Niet alle gevallen van rabiës hebben zo’n gelukkige afloop. In feite is rabiës meestal fataal zodra de patiënt symptomen begint te vertonen, en behandelingen na een beet zijn voornamelijk palliatief (d.w.z. sedatie en pijnbestrijding).
Kernbegrippen en samenvatting
- Andere acellulaire agentia zoals viroïden, virusoïden, en prionen veroorzaken ook ziekten. Viroïden bestaan uit kleine, naakte ssRNA’s die ziekten bij planten veroorzaken. Virusoïden zijn ssRNA’s die andere helpervirussen nodig hebben om een infectie tot stand te brengen. Prionen zijn eiwitachtige infectieuze deeltjes die overdraagbare spongiforme encefalopathieën veroorzaken.

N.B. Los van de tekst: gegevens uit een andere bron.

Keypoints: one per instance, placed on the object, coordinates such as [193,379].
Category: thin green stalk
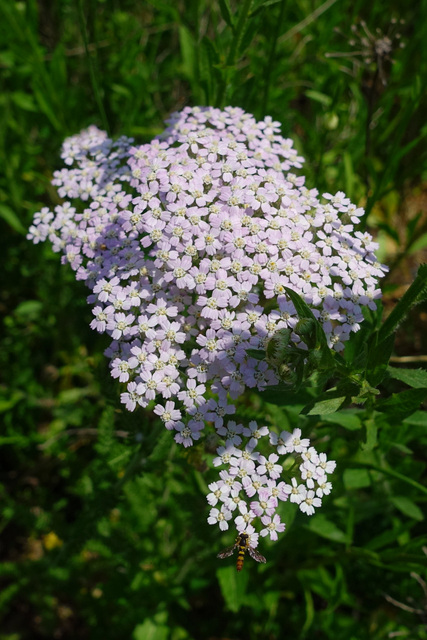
[271,57]
[415,294]
[92,71]
[234,48]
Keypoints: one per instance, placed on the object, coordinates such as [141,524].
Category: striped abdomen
[240,558]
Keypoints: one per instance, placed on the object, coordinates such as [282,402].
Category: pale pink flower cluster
[187,244]
[252,485]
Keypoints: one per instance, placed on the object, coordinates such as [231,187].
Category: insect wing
[227,552]
[255,555]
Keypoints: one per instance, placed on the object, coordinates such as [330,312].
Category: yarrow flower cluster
[260,480]
[187,245]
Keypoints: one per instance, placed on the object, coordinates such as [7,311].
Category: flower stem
[234,50]
[92,71]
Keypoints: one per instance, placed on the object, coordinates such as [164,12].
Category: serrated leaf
[281,395]
[329,402]
[233,586]
[415,378]
[304,311]
[401,405]
[348,419]
[378,358]
[327,529]
[407,507]
[371,435]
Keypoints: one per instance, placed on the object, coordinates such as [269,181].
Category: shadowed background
[103,528]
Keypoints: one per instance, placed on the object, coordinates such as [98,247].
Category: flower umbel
[187,245]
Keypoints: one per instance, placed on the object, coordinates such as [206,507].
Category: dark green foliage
[103,530]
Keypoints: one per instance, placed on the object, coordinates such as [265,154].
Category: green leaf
[281,395]
[416,293]
[258,354]
[378,358]
[418,419]
[349,419]
[149,630]
[24,101]
[401,405]
[12,219]
[262,5]
[319,97]
[418,244]
[304,311]
[415,378]
[328,402]
[327,529]
[371,435]
[356,478]
[233,586]
[407,507]
[227,16]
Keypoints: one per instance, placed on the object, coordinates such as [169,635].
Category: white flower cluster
[260,481]
[188,245]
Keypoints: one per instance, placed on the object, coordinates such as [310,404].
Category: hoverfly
[242,543]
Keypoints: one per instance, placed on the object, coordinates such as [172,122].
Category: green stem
[92,71]
[234,48]
[415,294]
[271,57]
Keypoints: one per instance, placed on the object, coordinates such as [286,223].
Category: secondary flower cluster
[259,479]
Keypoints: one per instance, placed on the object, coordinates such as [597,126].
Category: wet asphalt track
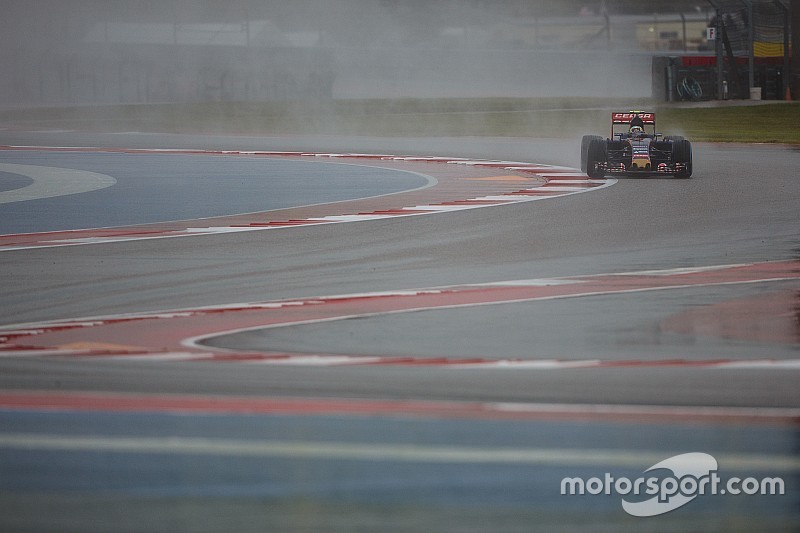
[741,207]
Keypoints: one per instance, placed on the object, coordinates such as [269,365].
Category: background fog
[136,51]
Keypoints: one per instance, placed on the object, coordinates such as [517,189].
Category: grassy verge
[519,117]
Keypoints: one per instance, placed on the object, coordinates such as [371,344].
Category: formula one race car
[635,151]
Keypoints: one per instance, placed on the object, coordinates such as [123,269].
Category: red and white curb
[547,182]
[178,335]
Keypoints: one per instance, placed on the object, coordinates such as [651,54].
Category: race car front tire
[682,155]
[596,158]
[585,142]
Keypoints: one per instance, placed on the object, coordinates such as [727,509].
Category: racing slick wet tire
[682,154]
[587,139]
[596,152]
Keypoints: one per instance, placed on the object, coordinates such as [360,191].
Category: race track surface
[438,356]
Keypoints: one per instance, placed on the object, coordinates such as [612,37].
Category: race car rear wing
[648,118]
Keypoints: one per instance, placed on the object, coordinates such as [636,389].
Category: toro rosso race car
[635,149]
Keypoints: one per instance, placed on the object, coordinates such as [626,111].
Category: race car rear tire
[682,155]
[585,142]
[596,158]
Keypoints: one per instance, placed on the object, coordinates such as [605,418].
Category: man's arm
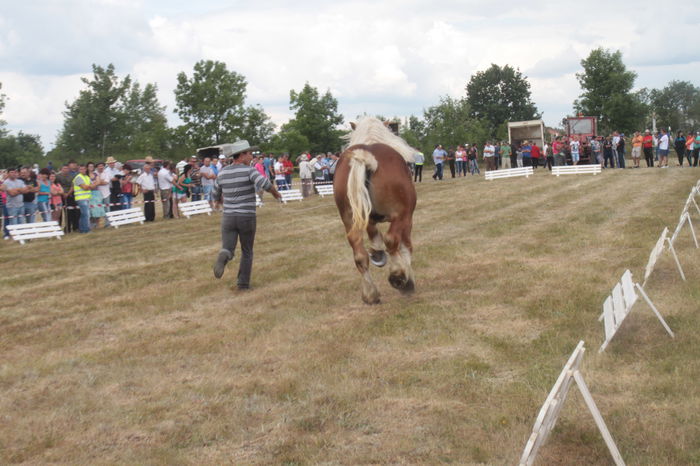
[274,192]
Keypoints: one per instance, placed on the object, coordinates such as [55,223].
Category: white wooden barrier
[291,195]
[547,417]
[618,306]
[27,231]
[685,218]
[659,247]
[124,217]
[691,200]
[508,173]
[324,189]
[195,207]
[576,169]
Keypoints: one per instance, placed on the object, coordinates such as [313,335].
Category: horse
[372,184]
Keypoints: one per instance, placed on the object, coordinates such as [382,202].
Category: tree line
[119,117]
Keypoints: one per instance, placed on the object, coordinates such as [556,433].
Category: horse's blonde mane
[371,130]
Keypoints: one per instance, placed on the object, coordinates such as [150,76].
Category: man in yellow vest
[82,191]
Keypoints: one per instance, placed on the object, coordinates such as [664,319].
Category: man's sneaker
[221,261]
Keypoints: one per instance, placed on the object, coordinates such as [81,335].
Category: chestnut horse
[372,184]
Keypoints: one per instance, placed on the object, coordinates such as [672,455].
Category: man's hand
[276,194]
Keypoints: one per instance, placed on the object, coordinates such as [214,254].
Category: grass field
[121,347]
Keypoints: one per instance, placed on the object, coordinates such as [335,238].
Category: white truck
[531,130]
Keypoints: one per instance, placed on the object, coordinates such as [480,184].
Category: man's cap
[242,146]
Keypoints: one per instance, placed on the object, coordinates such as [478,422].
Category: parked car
[137,165]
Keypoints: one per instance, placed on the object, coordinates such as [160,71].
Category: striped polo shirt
[237,185]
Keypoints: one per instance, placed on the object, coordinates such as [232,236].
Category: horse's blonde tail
[361,161]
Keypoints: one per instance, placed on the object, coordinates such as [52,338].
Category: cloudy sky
[388,57]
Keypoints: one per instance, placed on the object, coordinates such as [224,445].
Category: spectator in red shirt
[535,154]
[647,145]
[288,170]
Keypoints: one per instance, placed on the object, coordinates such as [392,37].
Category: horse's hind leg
[377,255]
[370,295]
[398,245]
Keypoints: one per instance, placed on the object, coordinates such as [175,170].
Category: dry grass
[120,347]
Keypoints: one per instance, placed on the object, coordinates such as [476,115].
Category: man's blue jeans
[84,224]
[196,193]
[29,212]
[15,215]
[45,210]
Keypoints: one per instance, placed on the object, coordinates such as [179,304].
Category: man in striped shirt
[235,186]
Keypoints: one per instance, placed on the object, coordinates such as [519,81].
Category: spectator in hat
[648,148]
[147,185]
[235,187]
[14,188]
[306,175]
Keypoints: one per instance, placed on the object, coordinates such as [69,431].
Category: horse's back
[390,185]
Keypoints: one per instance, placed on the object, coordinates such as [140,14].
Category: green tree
[413,131]
[450,123]
[112,116]
[144,127]
[257,127]
[316,118]
[211,103]
[3,123]
[607,92]
[22,149]
[498,95]
[289,140]
[674,103]
[91,123]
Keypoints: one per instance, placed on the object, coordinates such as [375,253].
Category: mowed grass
[120,346]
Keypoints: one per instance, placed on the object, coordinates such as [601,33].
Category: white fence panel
[547,417]
[26,231]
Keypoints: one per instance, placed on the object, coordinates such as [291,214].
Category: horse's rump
[372,184]
[378,183]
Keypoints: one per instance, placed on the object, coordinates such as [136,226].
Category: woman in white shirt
[461,159]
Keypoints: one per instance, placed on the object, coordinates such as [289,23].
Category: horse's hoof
[378,258]
[397,281]
[409,288]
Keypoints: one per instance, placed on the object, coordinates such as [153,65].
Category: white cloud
[390,57]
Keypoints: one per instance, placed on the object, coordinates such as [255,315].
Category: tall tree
[211,103]
[316,118]
[257,127]
[607,92]
[413,131]
[3,123]
[22,149]
[92,122]
[498,95]
[17,149]
[450,123]
[112,116]
[674,103]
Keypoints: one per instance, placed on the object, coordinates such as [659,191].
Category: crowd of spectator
[608,151]
[79,196]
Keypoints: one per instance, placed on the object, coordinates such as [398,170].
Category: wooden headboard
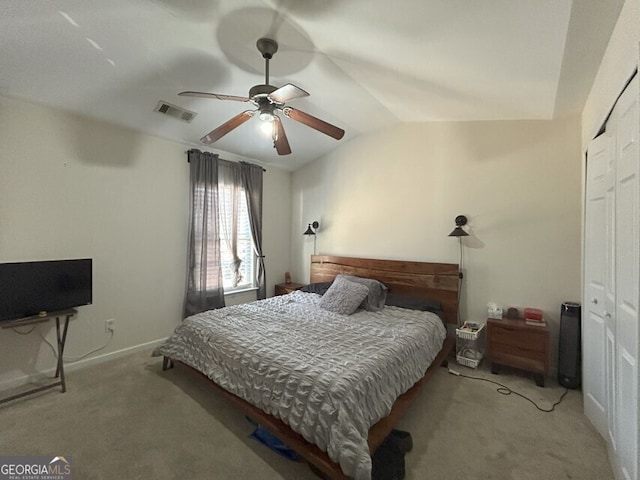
[437,281]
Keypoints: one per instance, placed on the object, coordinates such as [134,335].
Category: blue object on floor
[267,438]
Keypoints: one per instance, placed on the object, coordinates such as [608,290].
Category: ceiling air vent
[175,111]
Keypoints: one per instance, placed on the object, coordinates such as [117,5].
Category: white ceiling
[367,64]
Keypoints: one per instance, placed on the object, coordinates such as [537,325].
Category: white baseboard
[16,382]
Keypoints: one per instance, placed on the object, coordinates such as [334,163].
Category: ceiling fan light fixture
[267,116]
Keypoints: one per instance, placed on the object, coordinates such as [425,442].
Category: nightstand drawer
[285,288]
[503,349]
[517,359]
[518,338]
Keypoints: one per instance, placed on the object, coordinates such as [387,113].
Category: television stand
[61,336]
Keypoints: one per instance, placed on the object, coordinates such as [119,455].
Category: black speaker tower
[569,352]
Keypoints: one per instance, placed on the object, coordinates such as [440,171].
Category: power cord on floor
[504,390]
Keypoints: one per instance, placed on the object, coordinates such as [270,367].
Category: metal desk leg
[62,338]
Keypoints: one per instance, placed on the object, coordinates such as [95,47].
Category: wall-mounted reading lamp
[311,230]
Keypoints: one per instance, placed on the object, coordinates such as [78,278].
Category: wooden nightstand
[514,343]
[284,288]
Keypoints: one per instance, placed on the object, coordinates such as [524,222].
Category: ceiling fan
[269,101]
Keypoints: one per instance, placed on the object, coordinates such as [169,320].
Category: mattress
[330,377]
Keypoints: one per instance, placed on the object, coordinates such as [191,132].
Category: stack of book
[533,316]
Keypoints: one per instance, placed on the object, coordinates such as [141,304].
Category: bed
[304,381]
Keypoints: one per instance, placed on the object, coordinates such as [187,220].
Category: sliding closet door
[627,276]
[598,325]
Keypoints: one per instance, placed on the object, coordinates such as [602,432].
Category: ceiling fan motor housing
[267,47]
[261,91]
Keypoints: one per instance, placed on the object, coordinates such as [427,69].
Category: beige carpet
[127,419]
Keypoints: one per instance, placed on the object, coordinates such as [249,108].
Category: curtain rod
[253,164]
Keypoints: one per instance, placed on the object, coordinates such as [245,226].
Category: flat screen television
[29,288]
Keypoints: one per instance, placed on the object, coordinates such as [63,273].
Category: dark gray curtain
[204,290]
[251,176]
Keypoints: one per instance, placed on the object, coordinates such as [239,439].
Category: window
[235,233]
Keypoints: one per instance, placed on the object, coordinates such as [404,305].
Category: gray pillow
[377,292]
[344,296]
[319,288]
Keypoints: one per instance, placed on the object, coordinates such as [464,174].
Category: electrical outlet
[110,325]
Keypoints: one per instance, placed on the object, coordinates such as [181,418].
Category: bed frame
[437,281]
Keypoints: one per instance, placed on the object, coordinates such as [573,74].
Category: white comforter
[330,377]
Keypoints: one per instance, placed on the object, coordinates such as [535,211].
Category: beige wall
[395,195]
[72,187]
[618,64]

- Prionen zijn uiterst resistent tegen chemicaliën, hitte en straling.
- Er zijn geen behandelingen voor prioninfectie.
Meerkeuze
Welke van deze infectieuze agentia heeft geen nucleïnezuur?
- viroïden
- virussen
- bacteriën
- prionen
Welk van het volgende is waar van prionen?
- Ze kunnen worden geïnactiveerd door koken bij 100 °C.
- Ze bevatten een capsid.
- Ze zijn een malafide vorm van eiwit, PrP.
- Ze kunnen betrouwbaar worden geïnactiveerd door een autoclaaf.
Denk er eens over
- Beschrijf de ziekteverschijnselen die worden waargenomen bij dieren die met prionen zijn besmet.
- Deelt een prion zich voort? Leg uit.